What I don't fully understand is the speaker's urgent advice-- "Have, get, before it cloy"-- which is similar to the plea of "Buy then! Bid then!"  in "The Starlight Night," but the meaning is less clear here.  What would it mean to "have" and "get" this juice and joy?  How can spring, something inherently transitory, be preserved and possessed?  Would it mean to live in a kind of purity or wild generosity?  What would that mean?  Can anyone shed some light on this?

Tuesday, March 1, 2011

Ezra Pound, "The Garden"

En robe de parade
                                                                                   -SAMAIN

Like a skein of loose silk blown against a wall
She walks by the railing of a path in Kensington Gardens.
And she is dying piecemeal
              of a sort of emotional anemia.

And round about there is a rabble 
Of the filthy, sturdy, unkillable infants of the very poor.
They shall inherit the earth.

In her is the end of breeding.
Her boredom is exquisite and excessive.
She would like some one to speak to her,
And is almost afraid that I
              will commit that indiscretion.  
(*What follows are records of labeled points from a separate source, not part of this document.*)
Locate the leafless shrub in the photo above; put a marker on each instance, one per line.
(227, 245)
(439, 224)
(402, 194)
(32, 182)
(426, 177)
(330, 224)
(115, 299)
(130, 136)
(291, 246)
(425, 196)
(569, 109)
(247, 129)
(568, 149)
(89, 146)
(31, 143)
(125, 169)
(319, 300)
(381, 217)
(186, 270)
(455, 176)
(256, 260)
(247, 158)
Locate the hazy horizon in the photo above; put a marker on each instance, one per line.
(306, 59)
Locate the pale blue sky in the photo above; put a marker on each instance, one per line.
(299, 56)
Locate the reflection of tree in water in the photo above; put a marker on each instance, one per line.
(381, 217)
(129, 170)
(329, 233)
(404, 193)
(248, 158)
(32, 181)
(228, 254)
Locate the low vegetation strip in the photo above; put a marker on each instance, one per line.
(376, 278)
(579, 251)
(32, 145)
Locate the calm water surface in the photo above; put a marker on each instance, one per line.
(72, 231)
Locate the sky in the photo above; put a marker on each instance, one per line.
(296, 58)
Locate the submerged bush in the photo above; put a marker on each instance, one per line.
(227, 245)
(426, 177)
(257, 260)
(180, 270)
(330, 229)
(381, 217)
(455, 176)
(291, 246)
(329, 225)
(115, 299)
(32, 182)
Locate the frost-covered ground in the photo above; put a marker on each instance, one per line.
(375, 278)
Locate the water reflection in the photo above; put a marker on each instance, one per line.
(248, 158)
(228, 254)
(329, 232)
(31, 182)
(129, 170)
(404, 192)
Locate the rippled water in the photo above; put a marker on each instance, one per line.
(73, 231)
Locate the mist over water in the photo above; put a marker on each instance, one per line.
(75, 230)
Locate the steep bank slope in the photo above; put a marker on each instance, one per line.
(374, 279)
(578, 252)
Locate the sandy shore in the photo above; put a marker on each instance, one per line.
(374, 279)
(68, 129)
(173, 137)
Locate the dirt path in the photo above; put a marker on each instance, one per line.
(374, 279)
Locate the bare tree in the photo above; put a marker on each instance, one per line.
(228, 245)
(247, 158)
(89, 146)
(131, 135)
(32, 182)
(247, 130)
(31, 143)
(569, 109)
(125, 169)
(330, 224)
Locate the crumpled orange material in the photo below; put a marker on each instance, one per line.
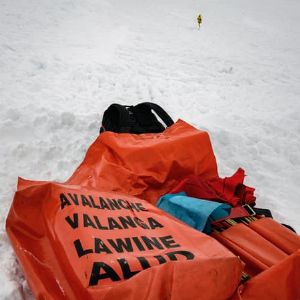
(72, 243)
(146, 165)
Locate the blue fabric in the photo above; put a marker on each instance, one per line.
(197, 213)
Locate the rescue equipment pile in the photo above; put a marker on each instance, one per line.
(99, 235)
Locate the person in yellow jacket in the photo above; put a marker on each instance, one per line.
(199, 19)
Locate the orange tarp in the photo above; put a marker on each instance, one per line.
(79, 243)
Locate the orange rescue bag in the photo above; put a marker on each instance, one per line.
(146, 165)
(76, 242)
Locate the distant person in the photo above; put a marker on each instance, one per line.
(199, 19)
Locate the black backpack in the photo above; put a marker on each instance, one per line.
(135, 119)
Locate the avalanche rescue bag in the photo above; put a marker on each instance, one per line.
(141, 118)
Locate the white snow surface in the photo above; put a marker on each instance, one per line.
(62, 62)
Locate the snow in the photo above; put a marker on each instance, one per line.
(63, 62)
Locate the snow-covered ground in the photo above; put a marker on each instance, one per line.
(62, 62)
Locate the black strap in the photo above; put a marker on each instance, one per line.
(135, 119)
(159, 110)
Although I haven't researched it, I feel sure that Pound based this poem on a real  woman he must have seen in London, surrounded by poor children-- the scene just rings true.  As he does for those famous "faces in the crowd," he finds the perfect image for the way she looks:  "like a skein of loose silk blown against a wall."  She is delicate, out of her element, and the more beautiful for that vulnerable state.  Alongside this admiration, though, he expresses contempt when he diagnoses her condition:  "a sort of emotional anemia."
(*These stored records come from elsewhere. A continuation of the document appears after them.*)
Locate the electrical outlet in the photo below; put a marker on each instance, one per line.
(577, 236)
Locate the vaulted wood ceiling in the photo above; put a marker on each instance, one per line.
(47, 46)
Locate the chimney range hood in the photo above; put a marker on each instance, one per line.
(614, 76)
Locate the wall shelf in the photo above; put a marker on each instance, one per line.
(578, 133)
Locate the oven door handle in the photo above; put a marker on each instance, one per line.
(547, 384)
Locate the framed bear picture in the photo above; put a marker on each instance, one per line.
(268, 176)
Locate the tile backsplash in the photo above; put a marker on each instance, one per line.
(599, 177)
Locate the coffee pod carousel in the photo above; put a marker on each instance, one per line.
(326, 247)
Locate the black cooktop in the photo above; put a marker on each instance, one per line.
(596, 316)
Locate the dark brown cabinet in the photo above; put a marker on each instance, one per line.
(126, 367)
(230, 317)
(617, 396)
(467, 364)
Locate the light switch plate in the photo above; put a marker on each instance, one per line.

He feels ambivalent, too, about the children playing around her.  Their sturdiness commands respect, but when he quotes scripture and prophesies that "they shall inherit the earth," we are not sure he finds the prospect a happy one.  They are not beautiful, but "filthy."  This "rabble" represents the future.
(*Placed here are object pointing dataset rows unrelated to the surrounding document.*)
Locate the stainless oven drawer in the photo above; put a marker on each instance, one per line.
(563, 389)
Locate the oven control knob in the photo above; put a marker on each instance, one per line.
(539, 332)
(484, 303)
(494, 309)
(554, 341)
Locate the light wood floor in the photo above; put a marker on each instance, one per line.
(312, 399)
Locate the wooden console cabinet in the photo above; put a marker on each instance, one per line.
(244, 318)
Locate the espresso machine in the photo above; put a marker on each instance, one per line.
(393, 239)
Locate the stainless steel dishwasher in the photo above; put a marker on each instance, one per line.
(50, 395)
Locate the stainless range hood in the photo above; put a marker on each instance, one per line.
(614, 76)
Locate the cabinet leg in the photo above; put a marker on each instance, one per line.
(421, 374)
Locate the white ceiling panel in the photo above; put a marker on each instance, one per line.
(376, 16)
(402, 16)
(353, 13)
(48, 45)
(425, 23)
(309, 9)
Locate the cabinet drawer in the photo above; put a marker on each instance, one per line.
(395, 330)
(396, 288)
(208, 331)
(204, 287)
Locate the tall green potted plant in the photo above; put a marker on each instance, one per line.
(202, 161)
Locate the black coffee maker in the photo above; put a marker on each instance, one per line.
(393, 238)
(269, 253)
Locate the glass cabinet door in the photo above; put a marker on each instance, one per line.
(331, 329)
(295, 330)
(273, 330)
"In her is the end of breeding"-- there's a nice double meaning here.  "The end of breeding" because she lacks the vitality to produce another generation, and so her class of people will die out--  but also because she shows the result of over-refinement.  Good breeding, fine manners, the very best in education, have gone too far in her.  Finishing school, shall we say, has finished her.  She is a virginal figure, shrinking from a possible encounter with a man-- but she remains virginal through "boredom," not devotion.

It's hard not to see the implicit observation, and maybe even warning, about the possibilities for civilization here-- but what's especially beautiful about this poem is the way it keeps that warning implicit.  It does not allow commentary to take over, but stays faithful to its image.  In the last lines Pound is still wrapped up in his gaze at this woman.  For all the decadence she represents, he still finds her powerfully attractive.